Bridge Howto

Herman Oosthuysen, GPL, 2011

Scope

This guide briefly explains how to create an ethernet bridge, so that one can use a machine with two ports as an ethernet protocol analyzer with tcpdump or wireshark.

Install

Install the 'ethernet bridge utilities' if you don't have it already.

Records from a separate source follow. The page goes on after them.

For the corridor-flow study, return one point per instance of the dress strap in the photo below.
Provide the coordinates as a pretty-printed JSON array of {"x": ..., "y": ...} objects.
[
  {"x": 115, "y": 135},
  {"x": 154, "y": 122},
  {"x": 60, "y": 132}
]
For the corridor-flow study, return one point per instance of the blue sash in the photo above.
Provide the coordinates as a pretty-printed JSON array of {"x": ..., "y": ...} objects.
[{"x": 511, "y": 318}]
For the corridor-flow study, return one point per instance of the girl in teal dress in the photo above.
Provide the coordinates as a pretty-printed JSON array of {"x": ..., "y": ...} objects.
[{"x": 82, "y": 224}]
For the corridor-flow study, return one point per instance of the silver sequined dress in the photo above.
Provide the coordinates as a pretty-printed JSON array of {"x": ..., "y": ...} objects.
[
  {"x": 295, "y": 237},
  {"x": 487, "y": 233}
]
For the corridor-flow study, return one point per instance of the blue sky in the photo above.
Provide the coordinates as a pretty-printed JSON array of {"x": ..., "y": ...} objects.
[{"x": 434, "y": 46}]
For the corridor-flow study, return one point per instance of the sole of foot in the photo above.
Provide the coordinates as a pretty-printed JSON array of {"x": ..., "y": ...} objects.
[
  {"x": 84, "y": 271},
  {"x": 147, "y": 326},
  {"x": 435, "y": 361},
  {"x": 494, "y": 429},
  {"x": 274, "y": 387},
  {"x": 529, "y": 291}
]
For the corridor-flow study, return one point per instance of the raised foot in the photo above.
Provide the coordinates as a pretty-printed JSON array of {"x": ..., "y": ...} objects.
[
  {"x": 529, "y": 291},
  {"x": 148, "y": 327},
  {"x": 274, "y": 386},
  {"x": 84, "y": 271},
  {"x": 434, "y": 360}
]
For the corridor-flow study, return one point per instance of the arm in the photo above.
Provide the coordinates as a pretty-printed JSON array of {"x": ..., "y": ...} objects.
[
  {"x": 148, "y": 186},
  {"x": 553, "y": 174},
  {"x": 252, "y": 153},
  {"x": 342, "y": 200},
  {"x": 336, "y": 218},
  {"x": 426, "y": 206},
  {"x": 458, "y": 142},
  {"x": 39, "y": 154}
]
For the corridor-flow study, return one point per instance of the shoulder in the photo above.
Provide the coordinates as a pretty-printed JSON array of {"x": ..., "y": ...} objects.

These provide the programs 'brcfg' and 'brctl'. Also install 'tcpdump' and 'wireshark' and maybe 'telnet' for debugging.

Bridge script

Here is a script. Put it in '/usr/local/bin' and make it executable with 'chmod 754 bridge'.

#! /bin/bash
echo Set up a bridge for a TCPDump or Wireshark protocol analyzer

# Ensure that there are no firewall rules!
iptables -F

# Configure the bridge
ifconfig eth0 promisc up
ifconfig eth1 promisc up
brctl addbr br0
brctl addif br0 eth0
brctl addif br0 eth1
ifconfig eth0 0.0.0.0
ifconfig eth1 0.0.0.0

# Set the address of the bridge and add a default route for remote management
ifconfig br0 192.168.111.200 netmask 255.255.255.0 up 
route add default gw 192.168.1.1

Now you can put this machine between two other machines and run tcpdump to see what is going on, on the wire.